Landschaften, Länder, man kann in sie verliebt sein. Ab 16 Jahren in unterirdische, wobei zweifellos eine Rolle spielte, dass ich sie entdeckt oder mindestens mitentdeckt hatte, weil sie vorher noch niemand gesehen hatte. Nach 20 wurde ich Fan des Engadins, nicht nur für Tierfilme – ein paar Jahre absorbierte ich hier alles, was Film bedeutete. Und sicher spielte es auch eine Rolle, dass Röntgen, Nietzsche, Segantini und andere Grössen das Engadin als schönsten Fleck der Erde bezeichneten. Später lernte ich solche Flecken auch in afrikanischen Landen und anderswo kennen, und lernte, dass die „schönsten Flecken Erde“ vielerorts sein können. Abhängig von Faktoren wie Begleiterlebnisse, Ambiance, Gesellschaftlich-Soziales Erleben und – wohl am wichtigsten für alles – stimmiges Wetter. Bei entsprechendem Wetter kann der schönste Fleck Erde wohl überall sein. Und jetzt zu Haïti.
Alle die auf dem „Toussaint Louverture International Airport“ in Port-au-Prince, der Prinzenstadt angekommen sind und müde die steile Flugzeugtreppe hinabtorkeln, werden von zwei Eindrücken überrumpelt: zuerst von der erschlagenden Hitze und dann, gleich neben dem Flughafeneingang, vom Willkommensgesang einiger Musikanten, die mit Begleitung von Gitarren und Handtrommeln ihr rührendes „Haïti-Chérie“ (Geliebtes Haïti) vortragen. Ohne eine Hohlhand oder einen umgestülpten Hut hinzuhalten. Sie sind offensichtlich verliebt in ihr zauberhaft-schreckliches Heimatland, ihr paradiesisches Trümmerland, in dem die Ärmsten der westlichen Welt wie Rosen und Orchideen aus den Scherben blühen.

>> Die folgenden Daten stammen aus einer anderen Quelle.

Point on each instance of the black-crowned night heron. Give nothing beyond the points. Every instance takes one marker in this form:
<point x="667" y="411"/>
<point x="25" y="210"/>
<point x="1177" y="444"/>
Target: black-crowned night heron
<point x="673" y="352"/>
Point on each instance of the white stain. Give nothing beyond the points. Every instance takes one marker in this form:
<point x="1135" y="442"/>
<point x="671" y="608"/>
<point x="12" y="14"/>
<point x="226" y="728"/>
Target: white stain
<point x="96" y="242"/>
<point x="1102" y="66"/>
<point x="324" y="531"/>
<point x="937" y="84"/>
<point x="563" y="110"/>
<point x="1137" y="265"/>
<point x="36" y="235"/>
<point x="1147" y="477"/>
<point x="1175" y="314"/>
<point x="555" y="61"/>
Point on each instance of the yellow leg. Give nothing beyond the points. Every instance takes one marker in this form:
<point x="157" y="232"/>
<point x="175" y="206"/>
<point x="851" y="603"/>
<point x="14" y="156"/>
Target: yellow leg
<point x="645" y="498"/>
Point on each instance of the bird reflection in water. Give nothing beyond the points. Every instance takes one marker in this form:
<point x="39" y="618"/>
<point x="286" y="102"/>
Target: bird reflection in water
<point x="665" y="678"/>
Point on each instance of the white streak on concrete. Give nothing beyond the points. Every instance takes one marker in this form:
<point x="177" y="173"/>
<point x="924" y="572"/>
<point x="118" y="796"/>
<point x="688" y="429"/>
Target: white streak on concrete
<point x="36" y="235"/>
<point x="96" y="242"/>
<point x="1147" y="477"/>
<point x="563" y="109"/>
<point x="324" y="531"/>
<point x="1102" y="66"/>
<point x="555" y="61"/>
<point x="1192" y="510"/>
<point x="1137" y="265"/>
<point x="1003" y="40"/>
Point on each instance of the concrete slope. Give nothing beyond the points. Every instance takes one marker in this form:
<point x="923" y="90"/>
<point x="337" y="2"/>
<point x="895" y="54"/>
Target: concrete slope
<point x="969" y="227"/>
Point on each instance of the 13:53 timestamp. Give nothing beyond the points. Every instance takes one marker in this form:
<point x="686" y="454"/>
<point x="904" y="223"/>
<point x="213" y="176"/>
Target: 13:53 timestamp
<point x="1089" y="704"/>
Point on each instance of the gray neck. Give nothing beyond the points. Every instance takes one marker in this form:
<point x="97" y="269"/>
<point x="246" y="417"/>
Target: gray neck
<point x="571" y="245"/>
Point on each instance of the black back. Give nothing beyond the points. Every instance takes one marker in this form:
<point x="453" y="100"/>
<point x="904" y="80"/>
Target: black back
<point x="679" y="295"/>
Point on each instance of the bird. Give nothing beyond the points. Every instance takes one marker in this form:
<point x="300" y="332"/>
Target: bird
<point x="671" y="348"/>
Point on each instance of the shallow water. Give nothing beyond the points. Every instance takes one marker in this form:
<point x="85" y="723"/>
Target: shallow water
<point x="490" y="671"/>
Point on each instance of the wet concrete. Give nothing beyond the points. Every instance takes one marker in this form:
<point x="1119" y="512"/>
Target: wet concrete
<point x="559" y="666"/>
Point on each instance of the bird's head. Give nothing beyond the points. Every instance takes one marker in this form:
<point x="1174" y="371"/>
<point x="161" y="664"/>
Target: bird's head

Ein untrügliches Merkmal von Verliebtheit ist die vorübergehende Blindheit gegenüber Mängeln des umschwärmten Objekts, beziehungsweise der angebeteten Person, die zur Fehleinschätzung des Objektes der Zuneigung führen kann. Bei Wesen können Fehler des anderen übersehen oder sogar als Anziehung erlebt werden. Zum Beispiel wenn ich verliebt in Haïti bin. Haïti ist aber ein Objekt, und bei solchen bleibt auch die bei Menschen erwartete Gegenseitigkeit aus.
Ich muss zugeben, auch ich bin verliebt in das Rosen- und Trümmerland, wie die singenden Musikanten auf dem Toussaint Louverture International Airport. Obgleich ich weiss, dass sich Verliebtheit in Dinge nicht schickt. Man riskiert, als Objetomane verschrien zu werden, und noch Schlimmeres. Verliebtheit darf ja nach unserer Regelwelt nicht einseitig, ohne Erwiderung sein, und muss sich aus diesem Grunde auf ein übersteigertes Liebesgefühl zwischen zwei ungleichartigen, aber gerne gleichaltrigen Partnern beschränken, mit dem Ziel, eine möglichst potente und gesunde Nachkommenschaft zu erzeugen. Alles andere ist abartig und pervers; daran hat auch die Übervölkerung unseres explodierenden Planeten nichts geändert, unsere Regeln haben eben Tradition, und damit den Vorrang. Sie muss sich ziemen, die heilige Gratwanderung über der Abnormität oder gar Illegalität. Verliebt, verzückt, verrückt – alles so nah beisammen und doch so fern. Zeitlich, örtlich und anderswie.